I’ve taken a few days off of writing, but not the grind. Am I too invested in the KBO?
Yup, starting to get ads in Korean. Anyway, no results to post today. Not because there haven’t been any results, it’s just that the results are bad. End of Update.
So what’s wrong? Well I’ve spent the last few days trying to:
- Improve the model
- Figure out what is going on
Some improvements I’ve made:
- I’m now scraping the lines every 10 minutes, and updating the sheet when their are changes
- I’m factoring the starting pitchers into win calculations
- I’m messaging myself on Slack to alert to new line changes
I wish this was a bit more nuanced, but basically the model sucks right now. This is most clearly evident each day when it wants to put as much money as possible on the SK Wyverns. Now, the Wyverns tied for the league lead in wins last year, with an automatic ticket punched to the semi-finals of the KBO’s laddered playoff.

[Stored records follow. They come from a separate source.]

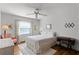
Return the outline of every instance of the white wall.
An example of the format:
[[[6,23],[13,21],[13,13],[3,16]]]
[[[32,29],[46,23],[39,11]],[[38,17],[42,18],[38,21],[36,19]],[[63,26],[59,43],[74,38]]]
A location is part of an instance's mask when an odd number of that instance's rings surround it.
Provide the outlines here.
[[[51,6],[51,8],[42,11],[47,14],[47,17],[41,17],[41,30],[42,34],[49,33],[46,29],[46,24],[52,24],[52,30],[50,33],[57,32],[59,36],[67,36],[76,38],[79,40],[78,36],[78,18],[77,18],[77,5],[76,4],[59,4]],[[74,22],[75,27],[65,28],[66,22]],[[79,43],[79,42],[78,42]],[[75,46],[76,50],[79,50],[78,43]]]
[[[1,27],[1,9],[0,9],[0,27]],[[1,28],[0,28],[0,35],[1,35]]]
[[[32,27],[34,28],[35,26],[39,27],[39,20],[37,19],[33,19],[33,18],[27,18],[27,17],[22,17],[22,16],[17,16],[17,15],[12,15],[9,13],[5,13],[5,12],[1,12],[1,24],[11,24],[12,25],[12,29],[8,31],[8,33],[11,33],[12,36],[18,36],[18,39],[20,41],[24,41],[25,37],[27,35],[18,35],[18,31],[17,31],[17,21],[28,21],[32,23]],[[3,32],[3,31],[2,31]],[[32,30],[32,34],[39,34],[39,29],[37,30]]]

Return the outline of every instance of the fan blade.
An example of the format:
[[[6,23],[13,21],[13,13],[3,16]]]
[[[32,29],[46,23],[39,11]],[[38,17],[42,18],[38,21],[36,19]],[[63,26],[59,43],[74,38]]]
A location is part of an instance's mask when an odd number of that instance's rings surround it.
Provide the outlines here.
[[[39,13],[39,15],[42,15],[42,16],[47,16],[46,14],[41,14],[41,13]]]
[[[34,13],[29,13],[29,14],[27,14],[27,15],[34,15]]]

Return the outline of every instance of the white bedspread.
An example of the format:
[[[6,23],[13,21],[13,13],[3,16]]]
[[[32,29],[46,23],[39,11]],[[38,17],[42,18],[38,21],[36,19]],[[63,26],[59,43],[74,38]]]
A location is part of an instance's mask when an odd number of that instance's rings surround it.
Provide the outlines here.
[[[27,47],[35,54],[41,54],[55,45],[56,39],[52,35],[35,35],[28,36]]]

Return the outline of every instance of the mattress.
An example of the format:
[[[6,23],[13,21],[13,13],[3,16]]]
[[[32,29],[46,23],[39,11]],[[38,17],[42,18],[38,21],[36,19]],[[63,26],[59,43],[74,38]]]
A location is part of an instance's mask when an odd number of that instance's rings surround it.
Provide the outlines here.
[[[27,37],[27,47],[35,54],[42,54],[56,44],[52,35],[35,35]]]

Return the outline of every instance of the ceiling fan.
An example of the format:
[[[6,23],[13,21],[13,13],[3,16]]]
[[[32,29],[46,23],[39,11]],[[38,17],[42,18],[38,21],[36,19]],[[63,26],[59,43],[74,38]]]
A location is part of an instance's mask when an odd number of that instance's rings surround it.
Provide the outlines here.
[[[35,18],[36,18],[36,19],[38,19],[38,16],[39,16],[39,15],[47,16],[46,14],[40,13],[40,9],[38,9],[38,8],[36,8],[35,11],[33,11],[33,13],[28,14],[28,15],[35,15]]]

The model, which starts with Fangraphs ZiPS Projected Standings, has the Wyverns as the third best team in the league, with a projected win percentage of .563. Their current win percentage is…
┻┳| •.•) 0.083
Not great Bob dot gif
I was discussing this conundrum with a friend at 11:30pm on Friday. He was feeding his baby. I was feeding my model.
Me: Now I’m digging into why the model is doing so poorly. It turns out that a team that tied for the most wins last year is…
1-8 (Editors note: They lost three more times since this conversation)
Very cool. Now I’m trying to figure out if they were lucky last year, unlucky this year, or if I should not worry about 9 games in a 144 game season.
Friend: I think it’s the latter.
Reader, I no longer think it’s just small sample size. The Wyverns are bad.
Now I had read the season previews. SK had a commanding lead last season and fell apart down the stretch, losing the pennant on the last day of the regular season. (Do they call it the pennant?) They also lost their two best pitchers to the MLB and Japan. BUT! I read good things about their organization. Plus, the kernel of my model, the Fangraphs ZiPS projections, is based on the current roster, so it should in theory account for the roster turnover.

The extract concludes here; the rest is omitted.